Compared with the case where the nucleating agent of Comparative Example 1 was not blended, the molded product of the present invention had a nucleating agent effect, and it was confirmed that the molded product was vividly colored without color unevenness. In particular, a molded product containing a compound in which M ¹ in the general formula (1) is Co, Cu, Cr (OH), Pb, Nd (OH), Pr (OH), or La (OH) is anisotropic.
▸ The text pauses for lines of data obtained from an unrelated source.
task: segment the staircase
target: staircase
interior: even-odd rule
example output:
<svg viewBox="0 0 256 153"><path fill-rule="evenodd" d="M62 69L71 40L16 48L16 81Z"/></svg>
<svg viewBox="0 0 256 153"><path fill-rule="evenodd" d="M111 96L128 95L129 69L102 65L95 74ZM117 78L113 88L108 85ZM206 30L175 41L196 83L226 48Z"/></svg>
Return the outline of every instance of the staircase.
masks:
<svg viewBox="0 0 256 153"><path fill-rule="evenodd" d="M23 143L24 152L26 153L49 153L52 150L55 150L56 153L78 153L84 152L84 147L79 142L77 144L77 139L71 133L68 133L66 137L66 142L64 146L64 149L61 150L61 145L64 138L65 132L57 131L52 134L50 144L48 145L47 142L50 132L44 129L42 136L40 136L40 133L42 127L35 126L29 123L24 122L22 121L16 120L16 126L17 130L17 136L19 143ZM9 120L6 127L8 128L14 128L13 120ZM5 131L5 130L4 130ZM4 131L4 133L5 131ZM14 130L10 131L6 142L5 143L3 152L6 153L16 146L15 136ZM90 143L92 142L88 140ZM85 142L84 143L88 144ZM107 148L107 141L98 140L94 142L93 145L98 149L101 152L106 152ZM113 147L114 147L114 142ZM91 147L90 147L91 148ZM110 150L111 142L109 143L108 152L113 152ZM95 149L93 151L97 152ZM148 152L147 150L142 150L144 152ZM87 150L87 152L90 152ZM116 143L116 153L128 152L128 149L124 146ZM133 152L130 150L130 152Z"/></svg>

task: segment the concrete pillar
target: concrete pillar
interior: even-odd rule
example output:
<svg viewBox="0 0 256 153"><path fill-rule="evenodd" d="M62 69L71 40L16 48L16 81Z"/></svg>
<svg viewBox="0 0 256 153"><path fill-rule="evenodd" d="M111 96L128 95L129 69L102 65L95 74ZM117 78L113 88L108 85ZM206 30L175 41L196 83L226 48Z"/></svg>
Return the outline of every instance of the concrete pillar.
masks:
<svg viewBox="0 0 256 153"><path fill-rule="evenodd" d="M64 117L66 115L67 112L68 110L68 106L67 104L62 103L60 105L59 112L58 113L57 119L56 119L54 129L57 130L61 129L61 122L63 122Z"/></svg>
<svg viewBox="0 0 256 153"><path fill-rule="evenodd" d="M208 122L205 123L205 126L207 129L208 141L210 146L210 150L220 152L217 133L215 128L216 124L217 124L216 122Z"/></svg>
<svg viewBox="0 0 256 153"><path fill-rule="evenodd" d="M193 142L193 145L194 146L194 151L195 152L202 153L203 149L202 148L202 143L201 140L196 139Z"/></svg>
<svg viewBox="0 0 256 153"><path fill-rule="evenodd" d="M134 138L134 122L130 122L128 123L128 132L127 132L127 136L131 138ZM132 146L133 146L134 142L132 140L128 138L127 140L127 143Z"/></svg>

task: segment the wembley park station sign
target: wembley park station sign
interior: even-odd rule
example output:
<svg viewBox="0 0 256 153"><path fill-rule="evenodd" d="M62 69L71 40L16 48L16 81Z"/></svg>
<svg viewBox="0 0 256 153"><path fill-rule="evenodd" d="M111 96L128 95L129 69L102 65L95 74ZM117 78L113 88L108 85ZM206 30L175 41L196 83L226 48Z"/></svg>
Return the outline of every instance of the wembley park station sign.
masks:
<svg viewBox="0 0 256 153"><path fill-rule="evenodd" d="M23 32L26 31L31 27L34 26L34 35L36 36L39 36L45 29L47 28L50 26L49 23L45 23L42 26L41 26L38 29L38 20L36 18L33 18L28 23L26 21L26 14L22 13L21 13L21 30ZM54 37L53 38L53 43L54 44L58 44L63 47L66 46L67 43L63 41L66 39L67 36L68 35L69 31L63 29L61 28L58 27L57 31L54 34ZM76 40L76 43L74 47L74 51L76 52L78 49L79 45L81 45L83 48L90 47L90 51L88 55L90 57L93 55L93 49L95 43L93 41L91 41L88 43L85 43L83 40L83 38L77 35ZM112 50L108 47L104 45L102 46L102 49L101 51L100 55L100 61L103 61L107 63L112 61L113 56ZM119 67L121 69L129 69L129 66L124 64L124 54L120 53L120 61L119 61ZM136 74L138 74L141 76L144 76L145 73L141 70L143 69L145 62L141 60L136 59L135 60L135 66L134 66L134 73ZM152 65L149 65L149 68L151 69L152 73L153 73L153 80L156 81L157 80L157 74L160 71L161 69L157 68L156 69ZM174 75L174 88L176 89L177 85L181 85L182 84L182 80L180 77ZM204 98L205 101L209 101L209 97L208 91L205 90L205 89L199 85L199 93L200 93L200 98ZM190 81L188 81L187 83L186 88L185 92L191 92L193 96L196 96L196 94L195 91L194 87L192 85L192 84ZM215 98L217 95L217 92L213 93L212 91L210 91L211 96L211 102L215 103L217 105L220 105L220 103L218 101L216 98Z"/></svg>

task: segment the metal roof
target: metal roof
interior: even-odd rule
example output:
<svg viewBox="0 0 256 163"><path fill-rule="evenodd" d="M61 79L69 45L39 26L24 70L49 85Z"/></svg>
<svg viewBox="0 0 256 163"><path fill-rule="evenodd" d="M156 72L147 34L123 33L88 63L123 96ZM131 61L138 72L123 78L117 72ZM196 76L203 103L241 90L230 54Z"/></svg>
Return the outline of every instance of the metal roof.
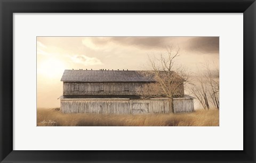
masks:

A molded article having a low shrinkage ratio was obtained.

Claims (4)

  A metal salt of an alicyclic dicarboxylic acid, wherein the metal of the metal salt is a metal atom or a metal hydroxide. The metal salt of the alicyclic dicarboxylic acid is represented by the following general formula (1),

(M ¹ in general formula (1) represents Co, Cu, Ni, Mn, Pb, Nd (OH), Pr (OH), La (OH), Ce (OH), Cr (OH). The nucleating agent according to claim 1, which is a compound represented by the formula:   An olefin resin composition comprising 0.001 to 10 parts by mass of the nucleating agent according to claim 1 or 2 with respect to 100 parts by mass of the olefin resin. A molded product comprising the olefin resin composition according to claim 3.